この半年の間、彼女と毎日を過ごしてきた。
孤児院で働いていた毎日、毎回訪れる休日の時、そうじゃない時でさえも、彼女は俺を一人にしようとはしなかった。俺には天音がいる、ということを何度も俺に教えてくれていた。
本来、彼女は俺と一緒にいるべきような人間ではない。というか、役職ではない。
朱音は、別に俺だけをイギリスに勧誘していたわけじゃない。悪魔祓いの立場にいる魔法使いである天音にだって、もちろん声をかけていた。
けれど、天音はそれを断っていた。俺と同じように、朱音のお願いを断っていた。『お姉ちゃん』と呼び慕っている朱音のお願いを、彼女は断り続けていたのだ。

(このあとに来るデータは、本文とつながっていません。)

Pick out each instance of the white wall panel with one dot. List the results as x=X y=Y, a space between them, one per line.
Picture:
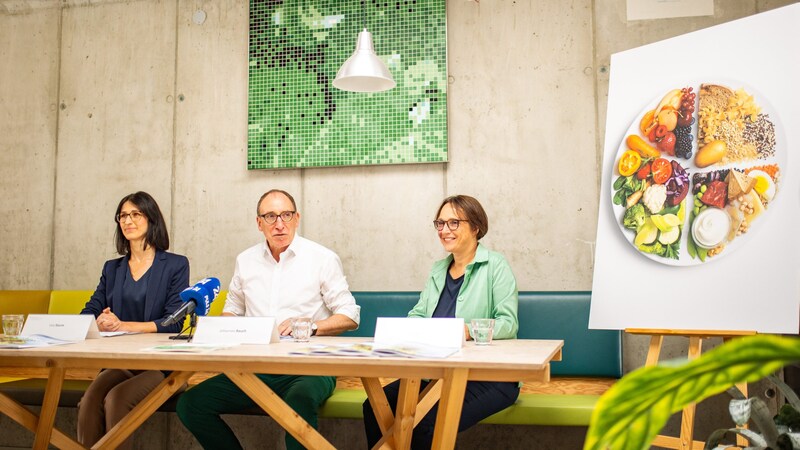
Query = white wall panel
x=522 y=133
x=115 y=128
x=378 y=220
x=28 y=98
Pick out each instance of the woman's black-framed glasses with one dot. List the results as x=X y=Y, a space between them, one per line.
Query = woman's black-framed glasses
x=135 y=216
x=270 y=217
x=452 y=224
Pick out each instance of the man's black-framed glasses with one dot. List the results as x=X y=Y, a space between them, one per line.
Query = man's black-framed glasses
x=271 y=217
x=452 y=224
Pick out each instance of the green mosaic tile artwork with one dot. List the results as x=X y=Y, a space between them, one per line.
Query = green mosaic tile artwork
x=296 y=118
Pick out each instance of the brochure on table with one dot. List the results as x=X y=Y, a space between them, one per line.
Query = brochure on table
x=400 y=337
x=231 y=330
x=686 y=279
x=411 y=336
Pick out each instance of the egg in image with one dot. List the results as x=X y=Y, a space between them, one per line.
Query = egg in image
x=764 y=186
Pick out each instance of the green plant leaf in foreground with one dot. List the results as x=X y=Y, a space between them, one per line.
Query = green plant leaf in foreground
x=630 y=414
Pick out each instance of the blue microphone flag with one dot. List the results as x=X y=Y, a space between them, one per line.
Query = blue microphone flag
x=202 y=293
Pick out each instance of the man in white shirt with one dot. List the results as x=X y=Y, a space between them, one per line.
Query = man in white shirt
x=284 y=277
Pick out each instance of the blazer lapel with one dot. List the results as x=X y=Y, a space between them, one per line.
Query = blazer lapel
x=154 y=284
x=119 y=280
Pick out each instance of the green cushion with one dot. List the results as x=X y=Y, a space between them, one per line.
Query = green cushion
x=530 y=409
x=24 y=302
x=547 y=409
x=68 y=302
x=344 y=404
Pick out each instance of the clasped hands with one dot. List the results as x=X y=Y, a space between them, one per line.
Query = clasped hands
x=108 y=321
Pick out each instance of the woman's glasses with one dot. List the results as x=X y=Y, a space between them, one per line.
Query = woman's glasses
x=452 y=224
x=133 y=215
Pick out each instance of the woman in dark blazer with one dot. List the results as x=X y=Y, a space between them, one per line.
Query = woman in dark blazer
x=135 y=293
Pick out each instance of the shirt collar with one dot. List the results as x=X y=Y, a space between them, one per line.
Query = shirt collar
x=293 y=249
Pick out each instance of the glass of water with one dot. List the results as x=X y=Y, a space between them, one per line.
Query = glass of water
x=482 y=331
x=12 y=324
x=301 y=329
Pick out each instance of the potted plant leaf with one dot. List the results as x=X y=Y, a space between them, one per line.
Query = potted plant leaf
x=630 y=414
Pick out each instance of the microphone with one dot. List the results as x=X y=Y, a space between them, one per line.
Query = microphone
x=196 y=300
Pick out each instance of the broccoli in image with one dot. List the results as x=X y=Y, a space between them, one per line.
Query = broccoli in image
x=634 y=217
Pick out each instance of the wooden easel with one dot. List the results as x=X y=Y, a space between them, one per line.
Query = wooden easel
x=685 y=441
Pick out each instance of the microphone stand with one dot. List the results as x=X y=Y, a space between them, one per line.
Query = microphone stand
x=190 y=328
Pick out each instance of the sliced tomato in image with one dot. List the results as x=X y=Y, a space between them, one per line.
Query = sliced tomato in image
x=629 y=163
x=643 y=172
x=661 y=169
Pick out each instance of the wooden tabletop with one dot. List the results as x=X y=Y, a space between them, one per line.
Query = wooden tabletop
x=503 y=360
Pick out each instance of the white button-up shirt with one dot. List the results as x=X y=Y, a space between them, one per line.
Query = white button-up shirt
x=308 y=281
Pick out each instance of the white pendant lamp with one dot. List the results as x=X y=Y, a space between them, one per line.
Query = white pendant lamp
x=364 y=71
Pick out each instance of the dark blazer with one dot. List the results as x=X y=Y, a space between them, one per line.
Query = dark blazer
x=169 y=276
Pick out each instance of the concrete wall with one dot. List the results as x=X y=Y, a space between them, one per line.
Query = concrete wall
x=100 y=98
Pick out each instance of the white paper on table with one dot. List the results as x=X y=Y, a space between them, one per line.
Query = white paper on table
x=235 y=330
x=66 y=327
x=434 y=337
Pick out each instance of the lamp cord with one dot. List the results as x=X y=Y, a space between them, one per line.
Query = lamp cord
x=364 y=14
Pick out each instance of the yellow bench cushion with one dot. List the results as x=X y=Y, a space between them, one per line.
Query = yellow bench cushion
x=24 y=302
x=68 y=302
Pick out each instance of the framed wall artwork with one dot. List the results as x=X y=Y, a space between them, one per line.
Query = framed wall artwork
x=297 y=119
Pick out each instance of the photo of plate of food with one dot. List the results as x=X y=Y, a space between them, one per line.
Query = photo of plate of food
x=697 y=172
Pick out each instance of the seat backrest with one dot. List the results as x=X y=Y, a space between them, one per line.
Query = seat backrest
x=542 y=315
x=24 y=302
x=381 y=304
x=68 y=302
x=565 y=316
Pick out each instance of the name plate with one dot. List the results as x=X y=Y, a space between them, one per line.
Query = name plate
x=443 y=332
x=67 y=327
x=235 y=330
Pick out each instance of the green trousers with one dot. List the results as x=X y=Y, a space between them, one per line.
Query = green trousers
x=199 y=408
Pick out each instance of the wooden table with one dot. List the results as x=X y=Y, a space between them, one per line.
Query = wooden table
x=509 y=360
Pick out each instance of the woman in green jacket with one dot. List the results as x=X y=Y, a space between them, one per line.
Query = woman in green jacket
x=472 y=282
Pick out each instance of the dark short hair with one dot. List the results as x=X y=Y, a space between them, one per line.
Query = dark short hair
x=275 y=191
x=157 y=235
x=472 y=211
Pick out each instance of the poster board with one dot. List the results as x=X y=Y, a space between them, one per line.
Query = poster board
x=754 y=286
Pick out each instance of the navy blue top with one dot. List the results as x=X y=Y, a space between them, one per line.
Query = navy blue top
x=134 y=294
x=447 y=301
x=167 y=277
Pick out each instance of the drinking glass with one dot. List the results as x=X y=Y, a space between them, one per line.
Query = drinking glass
x=301 y=329
x=12 y=324
x=482 y=331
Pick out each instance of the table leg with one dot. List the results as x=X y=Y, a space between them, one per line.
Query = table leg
x=380 y=405
x=427 y=399
x=455 y=384
x=52 y=392
x=27 y=419
x=143 y=410
x=280 y=412
x=404 y=413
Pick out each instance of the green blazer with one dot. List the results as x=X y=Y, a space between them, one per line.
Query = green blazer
x=489 y=291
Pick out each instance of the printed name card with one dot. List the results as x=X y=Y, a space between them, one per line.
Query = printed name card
x=444 y=332
x=235 y=330
x=67 y=327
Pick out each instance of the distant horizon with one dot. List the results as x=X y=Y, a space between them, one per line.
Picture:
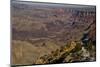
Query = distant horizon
x=62 y=5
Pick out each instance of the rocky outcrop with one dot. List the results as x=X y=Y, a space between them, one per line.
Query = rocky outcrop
x=73 y=52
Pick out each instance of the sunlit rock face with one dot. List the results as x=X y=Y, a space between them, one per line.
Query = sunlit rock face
x=44 y=33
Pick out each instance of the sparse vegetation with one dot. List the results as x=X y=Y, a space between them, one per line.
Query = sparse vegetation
x=48 y=34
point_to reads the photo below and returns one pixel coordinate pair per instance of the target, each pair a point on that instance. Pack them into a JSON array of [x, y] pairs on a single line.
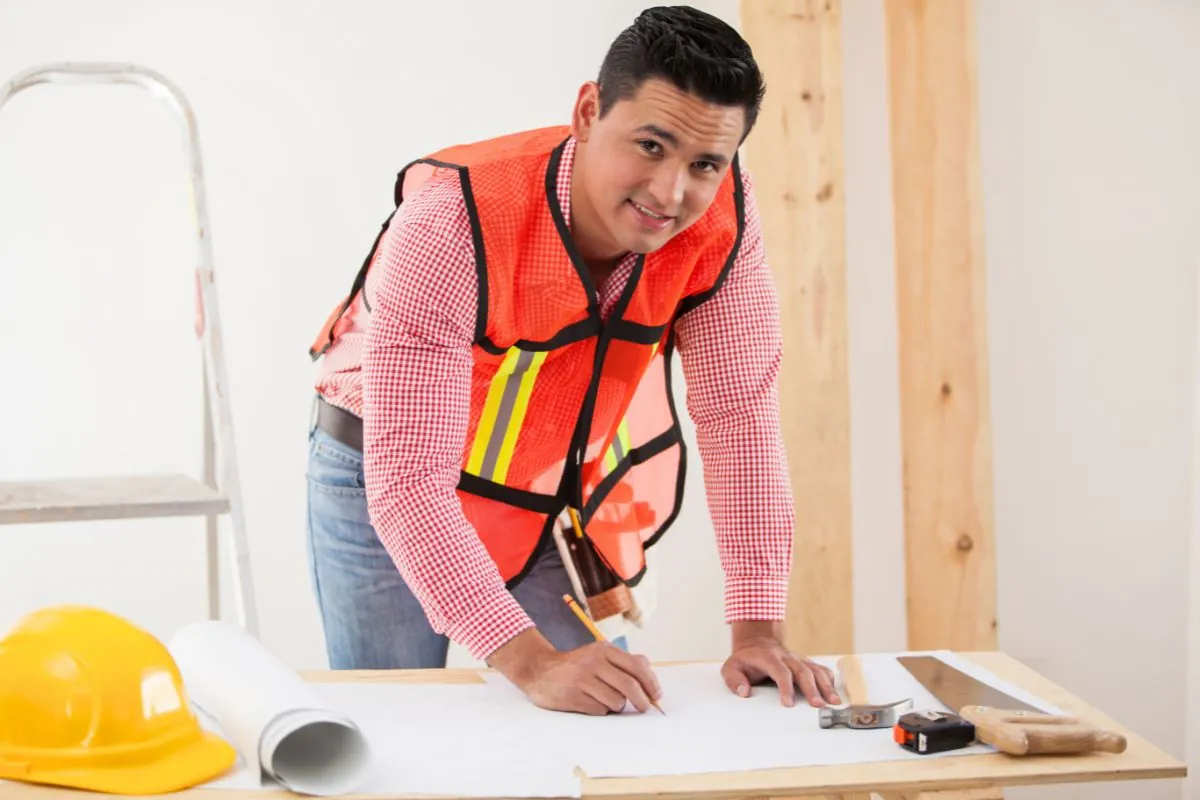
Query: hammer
[[857, 713]]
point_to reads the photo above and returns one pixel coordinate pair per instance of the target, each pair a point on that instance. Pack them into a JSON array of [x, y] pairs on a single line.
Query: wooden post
[[946, 427], [796, 157]]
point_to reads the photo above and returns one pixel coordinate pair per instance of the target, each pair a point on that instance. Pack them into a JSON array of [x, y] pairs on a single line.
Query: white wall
[[1089, 121]]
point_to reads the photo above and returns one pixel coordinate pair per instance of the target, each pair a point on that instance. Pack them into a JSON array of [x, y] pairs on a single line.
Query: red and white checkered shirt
[[409, 364]]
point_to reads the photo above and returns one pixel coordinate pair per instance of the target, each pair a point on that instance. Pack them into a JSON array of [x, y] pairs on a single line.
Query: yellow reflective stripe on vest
[[621, 446], [508, 400], [618, 449]]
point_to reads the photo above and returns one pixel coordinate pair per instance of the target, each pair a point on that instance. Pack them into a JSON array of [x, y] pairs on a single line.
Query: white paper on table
[[451, 739], [707, 728], [279, 725]]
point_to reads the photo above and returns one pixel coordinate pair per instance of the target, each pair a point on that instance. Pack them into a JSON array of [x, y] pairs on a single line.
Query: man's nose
[[667, 188]]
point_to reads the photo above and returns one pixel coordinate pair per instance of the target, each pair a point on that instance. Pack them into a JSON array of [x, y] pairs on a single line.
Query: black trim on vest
[[397, 194], [477, 234], [510, 495], [636, 332], [667, 358], [564, 232], [574, 332], [571, 486], [739, 204], [636, 456], [544, 541]]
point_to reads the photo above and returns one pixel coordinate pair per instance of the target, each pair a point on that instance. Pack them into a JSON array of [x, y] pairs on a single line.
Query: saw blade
[[957, 689]]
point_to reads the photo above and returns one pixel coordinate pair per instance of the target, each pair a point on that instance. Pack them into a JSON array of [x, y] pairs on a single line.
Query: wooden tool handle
[[1020, 733]]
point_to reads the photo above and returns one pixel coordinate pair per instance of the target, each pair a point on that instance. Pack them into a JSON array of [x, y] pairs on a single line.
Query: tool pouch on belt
[[606, 594]]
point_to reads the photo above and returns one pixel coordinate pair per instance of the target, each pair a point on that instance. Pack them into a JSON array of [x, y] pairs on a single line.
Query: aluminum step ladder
[[219, 493]]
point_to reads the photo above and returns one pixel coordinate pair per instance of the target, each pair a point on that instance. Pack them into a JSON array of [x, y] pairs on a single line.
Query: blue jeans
[[372, 620]]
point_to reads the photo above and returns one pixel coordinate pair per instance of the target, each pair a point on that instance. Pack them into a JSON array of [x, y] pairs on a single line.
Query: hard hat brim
[[204, 759]]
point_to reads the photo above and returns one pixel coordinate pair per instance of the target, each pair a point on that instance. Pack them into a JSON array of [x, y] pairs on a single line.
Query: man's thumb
[[737, 680]]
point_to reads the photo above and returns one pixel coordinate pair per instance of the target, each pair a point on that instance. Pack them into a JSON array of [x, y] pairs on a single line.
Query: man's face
[[654, 162]]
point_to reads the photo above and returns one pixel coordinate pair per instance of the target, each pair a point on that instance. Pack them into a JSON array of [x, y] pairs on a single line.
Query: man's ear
[[587, 110]]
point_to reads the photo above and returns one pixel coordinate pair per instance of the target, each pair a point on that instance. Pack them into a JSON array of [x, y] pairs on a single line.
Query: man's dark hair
[[694, 50]]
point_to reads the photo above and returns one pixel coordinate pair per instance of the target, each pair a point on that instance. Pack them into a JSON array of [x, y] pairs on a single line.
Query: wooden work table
[[960, 777]]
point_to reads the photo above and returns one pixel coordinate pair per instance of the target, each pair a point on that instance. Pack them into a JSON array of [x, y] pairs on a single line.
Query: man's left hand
[[759, 654]]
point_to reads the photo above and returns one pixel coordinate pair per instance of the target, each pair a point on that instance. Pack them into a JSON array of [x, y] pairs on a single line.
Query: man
[[504, 355]]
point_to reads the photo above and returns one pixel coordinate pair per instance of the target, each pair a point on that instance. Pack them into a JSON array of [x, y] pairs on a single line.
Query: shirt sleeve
[[731, 350], [417, 398]]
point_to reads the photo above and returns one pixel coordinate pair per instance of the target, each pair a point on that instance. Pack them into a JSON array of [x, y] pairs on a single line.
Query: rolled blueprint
[[279, 725]]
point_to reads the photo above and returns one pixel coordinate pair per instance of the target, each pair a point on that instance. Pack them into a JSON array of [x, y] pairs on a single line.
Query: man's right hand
[[595, 679]]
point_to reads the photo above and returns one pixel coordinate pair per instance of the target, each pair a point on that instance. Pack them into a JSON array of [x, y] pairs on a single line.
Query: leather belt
[[340, 423]]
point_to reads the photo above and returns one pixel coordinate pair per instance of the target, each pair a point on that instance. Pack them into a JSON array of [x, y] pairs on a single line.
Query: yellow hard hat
[[89, 701]]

彼女が断っていた理由はなぜか。そんなのは考えなくともわかる。俺がこの世界に取り残されないようにという、それだけの思惑で彼女は俺と一緒に過ごしてくれているのだ。
──このままでは、いけない。
対極を受容したときに決意したはずだ。
葵との別れを受け入れたときに、決意していたはずだ。
すべての別れを受け入れたはずだ。
ここにいても、何かが成し遂げられるわけじゃない。
ここにいても、何か意味が生まれるわけじゃない。
俺は悪魔祓いだ。悪魔祓いなのだ。
悪魔祓いとしてしか、生きていくことはできないのだ。
それを変えることはできない。運命のようなものなのだ。受け入れることでしか生きていけないのだ。
だから、すべてを受け入れろ、受け容れろ。
俺はここに残るべきではない。
──けど。
「……はは」
乾いた笑いがため息に紛れて漏れてしまう。天音は俺の声に反応して、目線をこちらへと動かしてくる。
ここで格好をつけても、どうしようもないだろう。
俺は、天音の目を見つめた。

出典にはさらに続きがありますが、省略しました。